Sadness is taking your 3 year old son to the cemetery and having to explain to him that this is a place where people come to remember people that you love who have died.  It's having to tell him that we will not see Daddy here, but that we are going to go to a special place where we can look at his name and leave flowers next to it.  It is standing in front of the tombstone and telling your son that its okay to talk to Daddy and tell him that you love him and miss him. 

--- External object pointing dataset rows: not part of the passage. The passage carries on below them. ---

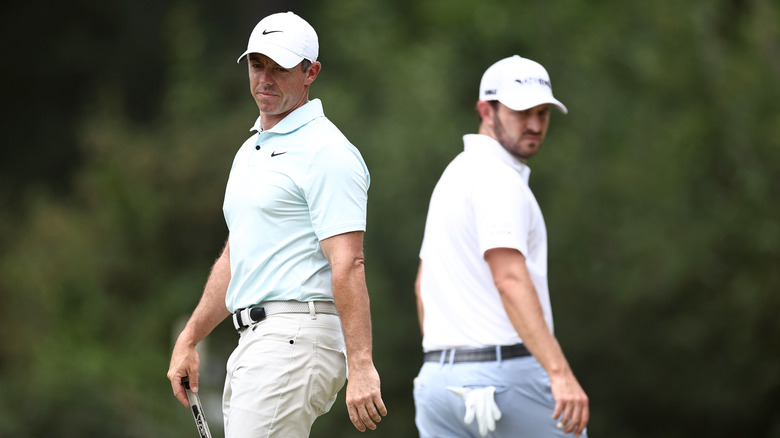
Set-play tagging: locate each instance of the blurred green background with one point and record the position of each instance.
(660, 192)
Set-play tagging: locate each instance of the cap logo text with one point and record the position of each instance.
(539, 81)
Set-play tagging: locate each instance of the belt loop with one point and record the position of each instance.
(311, 310)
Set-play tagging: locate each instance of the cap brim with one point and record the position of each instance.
(531, 100)
(281, 56)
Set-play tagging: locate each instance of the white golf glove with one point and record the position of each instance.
(481, 405)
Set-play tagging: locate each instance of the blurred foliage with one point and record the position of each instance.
(122, 119)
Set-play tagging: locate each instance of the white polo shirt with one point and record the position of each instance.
(291, 186)
(482, 201)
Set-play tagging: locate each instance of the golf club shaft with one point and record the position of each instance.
(197, 410)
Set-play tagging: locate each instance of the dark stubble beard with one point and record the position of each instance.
(512, 148)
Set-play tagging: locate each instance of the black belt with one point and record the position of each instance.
(487, 354)
(243, 318)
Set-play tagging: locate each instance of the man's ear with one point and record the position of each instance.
(485, 110)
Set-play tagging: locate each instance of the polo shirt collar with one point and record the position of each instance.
(301, 116)
(484, 144)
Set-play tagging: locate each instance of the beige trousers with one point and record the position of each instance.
(285, 372)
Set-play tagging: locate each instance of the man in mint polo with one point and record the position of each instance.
(291, 274)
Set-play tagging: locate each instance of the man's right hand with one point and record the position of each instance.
(185, 362)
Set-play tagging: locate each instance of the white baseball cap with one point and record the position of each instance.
(518, 83)
(284, 37)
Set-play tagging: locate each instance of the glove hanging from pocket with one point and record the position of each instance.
(480, 404)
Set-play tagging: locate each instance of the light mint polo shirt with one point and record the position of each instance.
(289, 188)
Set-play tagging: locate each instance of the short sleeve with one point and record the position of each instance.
(336, 190)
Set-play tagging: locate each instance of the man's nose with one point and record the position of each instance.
(534, 123)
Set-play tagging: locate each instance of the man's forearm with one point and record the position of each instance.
(352, 302)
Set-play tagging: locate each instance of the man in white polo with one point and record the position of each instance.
(291, 273)
(483, 302)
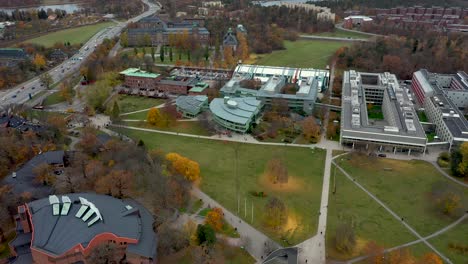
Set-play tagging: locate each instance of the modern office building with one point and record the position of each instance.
(400, 129)
(189, 106)
(306, 84)
(66, 229)
(443, 96)
(159, 31)
(236, 114)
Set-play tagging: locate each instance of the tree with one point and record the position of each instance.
(214, 218)
(206, 235)
(154, 117)
(275, 213)
(310, 129)
(431, 258)
(104, 254)
(375, 252)
(46, 79)
(276, 171)
(115, 111)
(124, 39)
(118, 183)
(161, 54)
(39, 61)
(152, 54)
(44, 174)
(345, 240)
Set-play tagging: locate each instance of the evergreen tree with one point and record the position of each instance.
(161, 54)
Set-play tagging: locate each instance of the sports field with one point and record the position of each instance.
(76, 35)
(302, 53)
(217, 162)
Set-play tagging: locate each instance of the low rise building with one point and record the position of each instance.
(192, 105)
(400, 129)
(236, 114)
(10, 57)
(67, 228)
(306, 84)
(443, 96)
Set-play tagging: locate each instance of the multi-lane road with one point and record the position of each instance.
(21, 93)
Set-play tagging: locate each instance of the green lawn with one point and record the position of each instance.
(186, 127)
(370, 221)
(217, 162)
(76, 35)
(130, 103)
(339, 33)
(405, 187)
(448, 242)
(302, 53)
(52, 99)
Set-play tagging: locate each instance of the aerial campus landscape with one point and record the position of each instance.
(234, 131)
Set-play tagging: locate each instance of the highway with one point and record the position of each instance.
(20, 94)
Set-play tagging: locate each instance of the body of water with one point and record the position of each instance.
(70, 8)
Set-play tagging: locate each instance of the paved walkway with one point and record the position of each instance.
(257, 240)
(398, 217)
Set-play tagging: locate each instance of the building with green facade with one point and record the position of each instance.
(298, 87)
(236, 114)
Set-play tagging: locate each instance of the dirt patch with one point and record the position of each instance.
(294, 184)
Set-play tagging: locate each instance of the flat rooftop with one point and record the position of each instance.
(400, 124)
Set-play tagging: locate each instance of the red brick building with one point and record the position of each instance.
(68, 228)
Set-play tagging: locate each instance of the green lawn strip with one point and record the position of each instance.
(453, 242)
(302, 53)
(370, 221)
(405, 187)
(217, 163)
(52, 99)
(129, 103)
(186, 127)
(339, 33)
(76, 35)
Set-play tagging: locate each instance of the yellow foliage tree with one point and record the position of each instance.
(39, 61)
(214, 218)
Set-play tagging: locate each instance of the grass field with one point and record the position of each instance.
(52, 99)
(73, 35)
(187, 127)
(302, 53)
(405, 187)
(456, 236)
(217, 163)
(130, 103)
(370, 221)
(339, 33)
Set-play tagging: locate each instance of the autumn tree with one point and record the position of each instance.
(214, 218)
(206, 235)
(46, 79)
(124, 39)
(310, 129)
(275, 213)
(44, 174)
(118, 183)
(375, 252)
(277, 171)
(39, 61)
(345, 239)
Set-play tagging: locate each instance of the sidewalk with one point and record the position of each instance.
(256, 239)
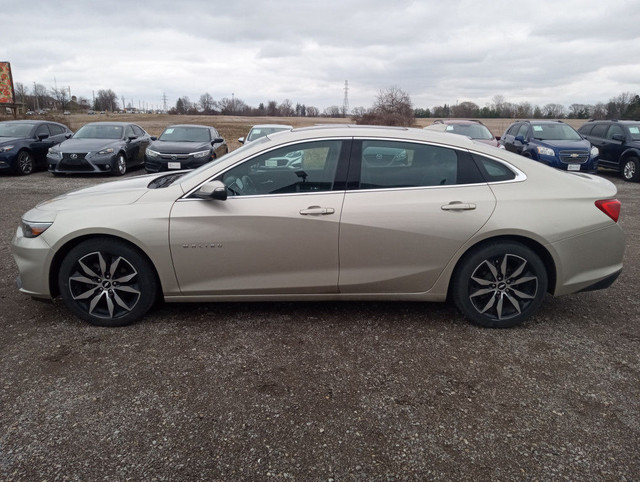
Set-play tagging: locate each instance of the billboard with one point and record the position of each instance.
(6, 84)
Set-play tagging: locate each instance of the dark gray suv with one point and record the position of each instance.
(618, 143)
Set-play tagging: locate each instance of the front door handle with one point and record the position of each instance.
(458, 206)
(317, 211)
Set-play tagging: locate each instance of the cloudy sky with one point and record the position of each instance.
(445, 51)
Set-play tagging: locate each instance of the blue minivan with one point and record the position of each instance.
(554, 143)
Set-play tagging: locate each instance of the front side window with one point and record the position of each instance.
(42, 130)
(522, 131)
(299, 168)
(392, 164)
(555, 132)
(634, 131)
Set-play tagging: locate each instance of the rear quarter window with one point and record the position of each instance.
(493, 171)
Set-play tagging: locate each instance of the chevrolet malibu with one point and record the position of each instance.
(443, 217)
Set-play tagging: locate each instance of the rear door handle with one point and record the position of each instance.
(317, 211)
(458, 206)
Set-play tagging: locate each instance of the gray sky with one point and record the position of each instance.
(445, 51)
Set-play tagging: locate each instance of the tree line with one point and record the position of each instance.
(392, 105)
(623, 106)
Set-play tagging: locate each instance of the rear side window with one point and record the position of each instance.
(585, 129)
(391, 164)
(493, 171)
(56, 129)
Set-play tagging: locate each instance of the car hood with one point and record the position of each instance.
(113, 193)
(166, 147)
(564, 144)
(87, 145)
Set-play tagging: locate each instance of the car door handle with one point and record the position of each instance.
(458, 206)
(317, 211)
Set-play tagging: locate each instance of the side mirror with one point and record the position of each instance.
(212, 190)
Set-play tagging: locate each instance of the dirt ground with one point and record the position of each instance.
(318, 391)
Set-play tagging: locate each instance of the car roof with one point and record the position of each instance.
(262, 126)
(27, 121)
(189, 125)
(458, 121)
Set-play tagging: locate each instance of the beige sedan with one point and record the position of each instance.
(329, 213)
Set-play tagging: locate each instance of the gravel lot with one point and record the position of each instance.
(318, 391)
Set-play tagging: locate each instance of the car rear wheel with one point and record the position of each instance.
(499, 285)
(107, 282)
(631, 169)
(120, 165)
(24, 163)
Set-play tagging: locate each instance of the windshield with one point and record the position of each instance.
(15, 130)
(555, 132)
(99, 131)
(634, 131)
(258, 132)
(475, 131)
(185, 134)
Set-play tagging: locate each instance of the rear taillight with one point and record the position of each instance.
(611, 207)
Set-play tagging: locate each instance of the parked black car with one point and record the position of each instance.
(184, 147)
(553, 143)
(619, 145)
(100, 147)
(24, 144)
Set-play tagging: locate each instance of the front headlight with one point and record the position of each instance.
(55, 153)
(200, 154)
(32, 229)
(546, 151)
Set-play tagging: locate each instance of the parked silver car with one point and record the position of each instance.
(368, 213)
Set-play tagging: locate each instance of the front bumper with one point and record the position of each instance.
(81, 165)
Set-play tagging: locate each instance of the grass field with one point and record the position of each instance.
(233, 127)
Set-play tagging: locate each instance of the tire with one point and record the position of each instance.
(483, 284)
(107, 282)
(120, 165)
(25, 163)
(631, 169)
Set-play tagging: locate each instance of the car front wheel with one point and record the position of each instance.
(107, 282)
(500, 285)
(120, 165)
(24, 163)
(630, 169)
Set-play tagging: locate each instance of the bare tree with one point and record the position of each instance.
(553, 111)
(207, 104)
(61, 95)
(393, 107)
(106, 99)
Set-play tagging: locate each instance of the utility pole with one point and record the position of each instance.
(345, 103)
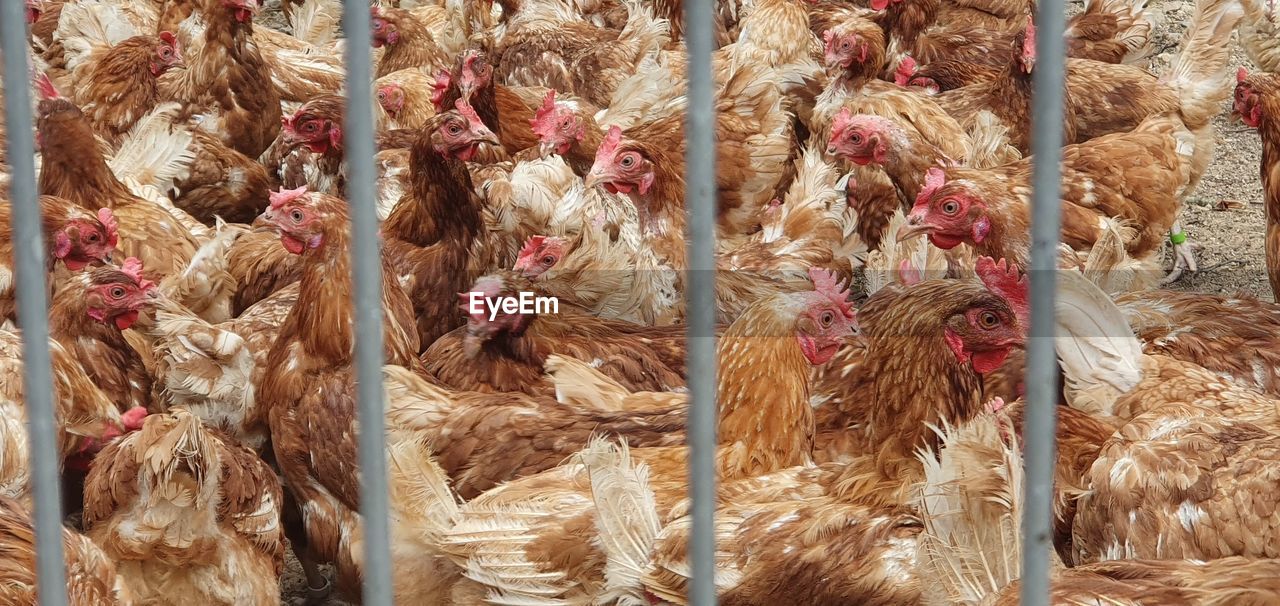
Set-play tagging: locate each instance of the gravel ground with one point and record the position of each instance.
(1225, 218)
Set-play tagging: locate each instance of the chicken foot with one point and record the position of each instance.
(1184, 254)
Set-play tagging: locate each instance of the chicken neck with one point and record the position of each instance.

Sadness is trying to explain to your young son when he asks where Daddy is that he is dead and that means we won't ever be able to see him again.  That it means instead we can look at pictures and watch home movies and talk about him.  It is telling him that Daddy was sick when he asks why.  It's telling him that he can't go to heaven to see him, not anytime soon as you silently pray that you will never to live to see that day.   It is hearing the sweet, innocent voice that asks these questions that are the most natural ones to be asking.  It's listening to that same voice each night saying "Good night Daddy... I love you all the way to heaven and back.  I miss you" before going to sleep. 

Sadness is watching your son grow and learn and change and not having someone there to share in all of those precious memories.  It is knowing that there will never be any new memories made.  It is looking at pictures that have been outdated so quickly by the speed at which young children grow.  

Sadness is coming home to an empty, quiet home.  When once you were greeted by two dogs and a husband.  My female dog is now the only one left of those three and she now lives with my parents.

Sadness is knowing that there were so many other options and alternatives, but to him, they no longer existed.

Sadness is thinking about those last moments.

Sadness is the final act.

Sadness is all that was lost.

Sadness is trying to understand what it must have felt like to feel that this was the only way.


More than anything else, sadness is what I feel.  I feel so sad for my son who will never truly know his father.  Mostly, I am sad for my husband.  Completely, utterly sad for what was inside of him and for what may have happened in his life that made him feel that way.  I am so sad for all that he is missing out on.   Sad beyond expression.